Zu der Zeit unseres Dampfschiffes „Fürth“ wurden die Stahlplatten eines Schiffsrumpfes genietet. Die heute übliche Schweißtechnik hat sich erst in den fünfziger Jahren durchgesetzt.

Man kann sich leicht vorstellen, dass viele zehntausende Niete notwendig waren, um ein mittleres oder großes Schiff zusammenzuhalten.

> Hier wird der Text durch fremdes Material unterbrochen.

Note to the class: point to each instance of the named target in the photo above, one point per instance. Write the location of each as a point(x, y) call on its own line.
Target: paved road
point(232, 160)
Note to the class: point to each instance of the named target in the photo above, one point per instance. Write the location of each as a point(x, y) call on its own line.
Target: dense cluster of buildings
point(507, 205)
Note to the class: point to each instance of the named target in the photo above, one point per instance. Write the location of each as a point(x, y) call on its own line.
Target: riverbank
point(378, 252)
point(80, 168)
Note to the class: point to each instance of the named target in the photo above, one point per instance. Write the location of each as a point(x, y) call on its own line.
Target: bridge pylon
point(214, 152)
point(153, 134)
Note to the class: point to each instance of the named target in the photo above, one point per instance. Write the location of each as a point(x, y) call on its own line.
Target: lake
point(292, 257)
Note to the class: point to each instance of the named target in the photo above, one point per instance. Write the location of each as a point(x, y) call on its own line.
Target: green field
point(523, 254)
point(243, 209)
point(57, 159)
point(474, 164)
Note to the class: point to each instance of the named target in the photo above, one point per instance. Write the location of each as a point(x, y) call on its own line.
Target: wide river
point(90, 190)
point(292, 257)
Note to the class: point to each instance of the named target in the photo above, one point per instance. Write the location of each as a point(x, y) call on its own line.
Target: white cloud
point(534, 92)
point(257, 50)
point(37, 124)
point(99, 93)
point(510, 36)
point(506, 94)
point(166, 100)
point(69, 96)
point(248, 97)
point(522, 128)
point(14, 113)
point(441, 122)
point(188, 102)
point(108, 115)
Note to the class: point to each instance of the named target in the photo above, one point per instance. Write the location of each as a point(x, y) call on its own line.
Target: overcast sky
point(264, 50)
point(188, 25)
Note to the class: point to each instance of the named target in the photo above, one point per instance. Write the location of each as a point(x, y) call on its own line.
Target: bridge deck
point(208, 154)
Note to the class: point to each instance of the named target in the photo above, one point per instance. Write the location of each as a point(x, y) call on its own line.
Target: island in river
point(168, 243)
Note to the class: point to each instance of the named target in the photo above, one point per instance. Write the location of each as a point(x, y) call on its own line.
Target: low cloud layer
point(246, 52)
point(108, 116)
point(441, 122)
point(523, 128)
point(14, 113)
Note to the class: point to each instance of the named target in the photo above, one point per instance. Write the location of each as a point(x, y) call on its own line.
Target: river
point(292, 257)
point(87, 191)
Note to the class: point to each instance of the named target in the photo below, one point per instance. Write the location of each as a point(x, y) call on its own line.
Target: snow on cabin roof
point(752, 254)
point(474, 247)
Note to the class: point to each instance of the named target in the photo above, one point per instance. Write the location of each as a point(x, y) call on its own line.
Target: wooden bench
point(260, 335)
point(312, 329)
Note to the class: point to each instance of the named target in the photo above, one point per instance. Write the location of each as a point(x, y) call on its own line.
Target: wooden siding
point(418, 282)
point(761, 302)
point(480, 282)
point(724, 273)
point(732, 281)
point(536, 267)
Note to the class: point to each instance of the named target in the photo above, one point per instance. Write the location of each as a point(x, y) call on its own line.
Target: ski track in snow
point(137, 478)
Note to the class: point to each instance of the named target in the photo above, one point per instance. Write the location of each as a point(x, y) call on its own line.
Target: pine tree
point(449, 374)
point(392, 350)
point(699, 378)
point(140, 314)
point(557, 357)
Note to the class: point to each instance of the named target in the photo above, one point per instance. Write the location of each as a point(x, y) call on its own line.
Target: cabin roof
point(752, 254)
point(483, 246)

Wie das Nieten funktioniert, erklärt uns die Stiftung Historische Museen Hamburg:

Es gab das Nieten von Hand sowie wie pneumatisches Nieten. Ab 10mm Durchmesser wurde das Niet auf dem Nietenkocher erwärmt. Der Nietwärmer nahm den weiß glühenden Niet mit der Zange aus der Esse und steckte es schnell in das Nietloch. Der Vorhalter drückte mit dem Vorhalter das Niet gegen die Platte und hielt bis zur Beendigung dagegen. Der mit dem Niethammer arbeitende Nieter drückte mit einigen Schlägen zuerst die Platten zusammen, um dann den Nietschaft zu stauchen und den Schließkopf zu bilden. Alle wasserdichten Teile wurden von Hand oder mit Pressluftwerkzeugen verstemmt und durch kräftiges Abspritzen mit einem Wasserstrahl auf Dichtigkeit geprüft.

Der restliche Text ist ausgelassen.